Expanded Form
This lesson helps children break a two-digit number into its tens part and ones part.
After learning Place Value Basics, the next step is showing the number in parts. Expanded Form teaches children that a number like 24 can be written as 20 + 4. This helps children understand that numbers are built from place values, not just read as one block. It also prepares them for stronger comparison and operations later.
Why Expanded Form Matters
Children need to understand that a number can be separated into its place-value parts. Expanded Form shows that the number on the left stands for tens and the number on the right stands for ones. When children can break numbers into parts, they understand two-digit numbers much better.
Math gets clearer when children can see the inside parts of a number.
What Expanded Form Helps Build
This lesson turns place value understanding into something more active and visible.
Number Breakdown
Children learn how to separate a number into tens and ones.
Place Value Confidence
Children reinforce the meaning of the left digit and right digit.
Stronger Number Understanding
Children prepare for comparing and working with larger numbers more clearly.
Break the Number into Tens and Ones
Tell the child to look at the tens first, then the ones. After that, show how the number can be written in expanded form.
Simple Expanded Form Practice
Ask the child to say the tens part first, then the ones part, then write the number in expanded form.
Write 12 in expanded form.
Write 25 in expanded form.
Write 30 in expanded form.
Write 41 in expanded form.
How to Help the Child During This Lesson
Some children understand tens and ones but still need help turning that into expanded form. That is normal. The idea becomes easier when the child says the parts out loud first.
What to Do
- Ask the child how many tens there are first
- Then ask how many ones there are
- Say the expanded form out loud together
- Start with easier numbers like 12 or 14 first
What to Avoid
- Do not rush into bigger numbers too early
- Do not skip the tens and ones explanation
- Do not assume memorizing the answer means understanding it
- Do not overload the lesson with too many examples at once
What Usually Happens in Expanded Form
These are common early expanded form mistakes. They improve when the child keeps linking the number to tens and ones.
Skipping the Tens Value
The child writes 23 as 2 + 3 instead of 20 + 3.
Confusing the Digits
The child knows the digits but forgets which one becomes tens.
Memorizing Without Seeing
The child says the answer without really understanding why it works.
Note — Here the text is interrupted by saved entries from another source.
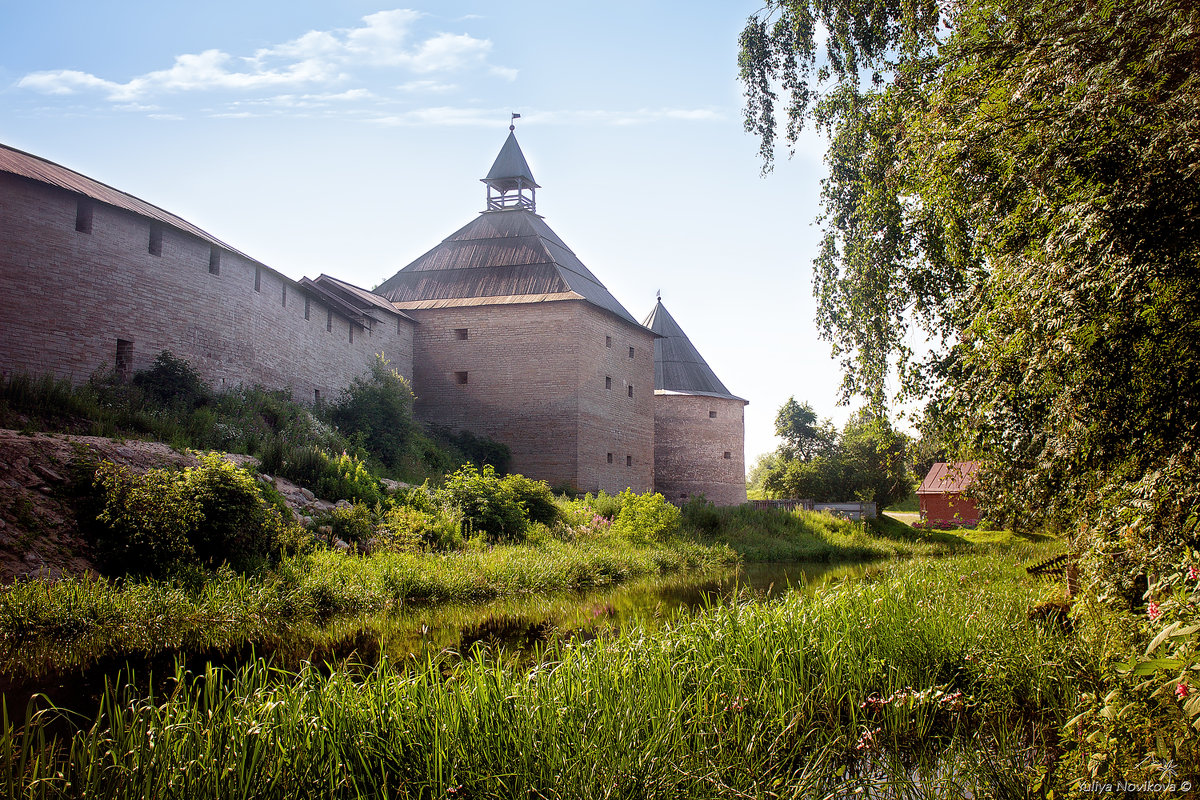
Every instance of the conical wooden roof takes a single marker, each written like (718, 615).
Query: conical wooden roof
(678, 366)
(501, 257)
(510, 166)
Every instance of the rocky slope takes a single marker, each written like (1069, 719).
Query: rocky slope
(39, 533)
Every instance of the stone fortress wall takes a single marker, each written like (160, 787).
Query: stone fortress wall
(87, 287)
(699, 447)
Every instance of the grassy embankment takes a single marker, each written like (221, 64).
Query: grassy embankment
(930, 672)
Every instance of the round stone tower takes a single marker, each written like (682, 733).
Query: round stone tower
(699, 426)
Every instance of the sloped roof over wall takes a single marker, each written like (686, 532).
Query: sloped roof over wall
(678, 366)
(508, 256)
(509, 166)
(949, 477)
(18, 162)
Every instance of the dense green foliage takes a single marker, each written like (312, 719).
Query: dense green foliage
(1018, 180)
(867, 461)
(377, 410)
(929, 677)
(163, 521)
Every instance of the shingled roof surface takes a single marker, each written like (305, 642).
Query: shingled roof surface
(509, 166)
(952, 477)
(18, 162)
(508, 256)
(678, 366)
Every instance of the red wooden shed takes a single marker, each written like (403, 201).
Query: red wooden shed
(942, 494)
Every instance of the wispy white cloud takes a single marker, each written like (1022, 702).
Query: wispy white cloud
(316, 59)
(449, 115)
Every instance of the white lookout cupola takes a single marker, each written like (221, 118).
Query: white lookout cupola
(510, 184)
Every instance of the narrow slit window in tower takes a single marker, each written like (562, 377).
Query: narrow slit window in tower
(83, 215)
(124, 359)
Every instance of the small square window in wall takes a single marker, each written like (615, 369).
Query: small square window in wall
(124, 359)
(84, 208)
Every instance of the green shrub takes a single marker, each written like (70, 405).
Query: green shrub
(346, 477)
(163, 521)
(700, 515)
(377, 409)
(646, 517)
(604, 504)
(537, 498)
(406, 529)
(145, 522)
(489, 506)
(354, 524)
(172, 380)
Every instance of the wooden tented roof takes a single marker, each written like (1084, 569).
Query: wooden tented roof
(678, 366)
(508, 256)
(510, 166)
(949, 477)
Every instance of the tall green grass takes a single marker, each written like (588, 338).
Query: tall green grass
(71, 624)
(929, 675)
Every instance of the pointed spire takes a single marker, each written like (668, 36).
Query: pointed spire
(510, 184)
(678, 366)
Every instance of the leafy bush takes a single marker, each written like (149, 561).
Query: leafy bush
(646, 517)
(377, 409)
(407, 528)
(162, 521)
(346, 477)
(604, 504)
(487, 504)
(537, 498)
(172, 380)
(354, 524)
(701, 515)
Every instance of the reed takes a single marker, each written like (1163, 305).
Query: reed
(927, 679)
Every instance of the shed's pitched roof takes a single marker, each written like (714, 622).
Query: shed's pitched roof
(949, 477)
(678, 366)
(24, 164)
(509, 166)
(508, 256)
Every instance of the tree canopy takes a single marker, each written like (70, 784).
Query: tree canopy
(1018, 181)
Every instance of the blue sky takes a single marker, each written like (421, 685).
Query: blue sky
(348, 137)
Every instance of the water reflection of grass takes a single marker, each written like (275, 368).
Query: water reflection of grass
(929, 671)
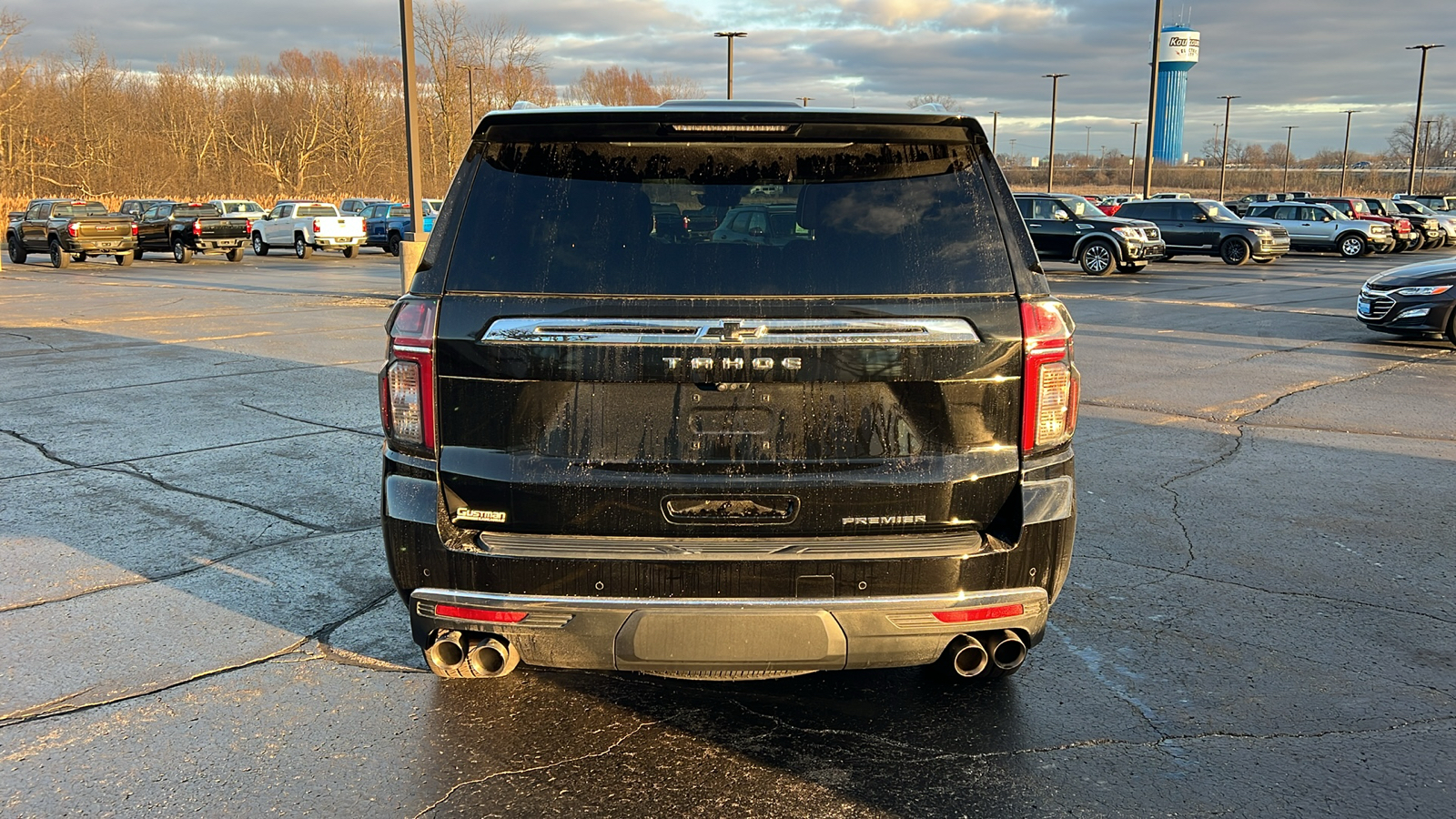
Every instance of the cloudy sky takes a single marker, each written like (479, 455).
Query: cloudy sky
(1292, 62)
Why Expanded Form Comes Before Compare the Numbers
Before children compare larger two-digit numbers more intelligently, it helps for them to understand what is inside those numbers. Expanded Form gives that deeper look. Once children know that 24 means 20 + 4 and 31 means 30 + 1, number comparison becomes much clearer in the next lesson.
See the inside parts first. Compare numbers more clearly next.
A Good Way to Repeat This Lesson
This lesson works best in short rounds. Use a few numbers at a time. Let the child say the tens and ones first before writing the expanded form.
Round 1
Use simple numbers like 12, 14, and 21.
Round 2
Mix in numbers with 0 ones like 30 or 40.
Round 3
Ask the child to explain why the tens part ends with 0.
Parent Note for Expanded Form
If your child writes 23 as 2 + 3, that does not mean they cannot learn this. It usually means they still need more practice seeing 2 tens as 20. Go back to the idea of tens and ones and say it out loud together. The understanding will get stronger with repetition.
Previous and Next Reading
Move through the Grade 3 Math path one simple lesson at a time.
Place Value Basics
Build tens and ones understanding so bigger numbers make more sense.
Open Previous Lesson →Compare the Numbers
Continue into comparing two-digit numbers with stronger understanding.
Go to Next Lesson →Finish This Lesson with Stronger Number Breakdown Skills
The goal of Expanded Form is not just to write a number as an addition sentence. The goal is helping the child truly understand what the number is made of. That gives them a stronger foundation for the next comparison lesson.